The rules are stable and we're confident that they're right. Particular calls, not so much—we sometimes get them wrong. We're often willing to make adjustments in specific cases, especially when users persuade us that we got something wrong. But we're much less willing to change the rules themselves, because they've held up well over many years, and provide a good basis for running HN for its intended purpose [4].

As you can imagine, this question shows up often—especially on divisive topics like the OP—and I've written different versions of this answer many times. You can find a bunch of past explanations from threads about the current topic here: https://news.ycombinator.com/item?id=39618973. If you, or anyone, still have questions after reading the current post, I suggest looking at that link (and the links back from there). If after that you still have a question I haven't answered, I'd be happy to take a crack at it.

[1] https://hn.algolia.com/?dateRange=all&page=0&prefix=false&so...

[2] https://hn.algolia.com/?dateRange=all&page=0&prefix=true&que...

[3] https://hn.algolia.com/?dateRange=all&page=0&prefix=false&so...

[4] https://hn.algolia.com/?dateRange=all&page=0&prefix=true&sor...

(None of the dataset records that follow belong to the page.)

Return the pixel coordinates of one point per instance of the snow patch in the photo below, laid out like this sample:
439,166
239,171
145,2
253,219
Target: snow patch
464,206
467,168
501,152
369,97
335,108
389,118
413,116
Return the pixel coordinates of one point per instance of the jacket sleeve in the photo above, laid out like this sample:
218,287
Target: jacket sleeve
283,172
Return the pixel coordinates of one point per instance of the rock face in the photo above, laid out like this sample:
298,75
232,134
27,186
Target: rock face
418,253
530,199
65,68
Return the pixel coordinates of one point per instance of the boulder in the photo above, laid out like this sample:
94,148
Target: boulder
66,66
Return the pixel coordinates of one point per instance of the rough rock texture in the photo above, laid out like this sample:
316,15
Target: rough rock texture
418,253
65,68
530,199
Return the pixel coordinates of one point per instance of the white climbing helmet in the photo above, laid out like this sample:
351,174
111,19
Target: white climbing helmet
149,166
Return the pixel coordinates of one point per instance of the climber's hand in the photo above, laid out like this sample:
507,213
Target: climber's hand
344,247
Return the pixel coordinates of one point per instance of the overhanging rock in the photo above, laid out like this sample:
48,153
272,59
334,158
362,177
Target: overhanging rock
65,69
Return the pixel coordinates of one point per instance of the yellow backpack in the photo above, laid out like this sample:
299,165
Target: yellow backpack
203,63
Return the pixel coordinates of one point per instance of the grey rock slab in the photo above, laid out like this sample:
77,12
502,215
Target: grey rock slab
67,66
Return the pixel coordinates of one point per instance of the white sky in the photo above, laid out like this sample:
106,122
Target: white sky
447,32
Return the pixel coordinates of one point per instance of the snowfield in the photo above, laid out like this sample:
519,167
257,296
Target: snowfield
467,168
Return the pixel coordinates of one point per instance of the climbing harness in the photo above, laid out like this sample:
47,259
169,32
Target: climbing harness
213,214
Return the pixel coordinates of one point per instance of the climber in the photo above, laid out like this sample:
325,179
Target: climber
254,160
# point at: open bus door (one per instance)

Then I was confused myself. I thought Hacker News was in relation to the hacker spirit, embodied best in the book "Hackers", or even "Masters of DOOM", with a slight twist of VP and startup culture. Even the Big Tech propaganda gets tiring and off-topic. But I guess I was mistaken about the expectations.


Well, it certainly is supposed to be for those things. But if you try to run a site like HN only for those things, it turns out that's not a stable position.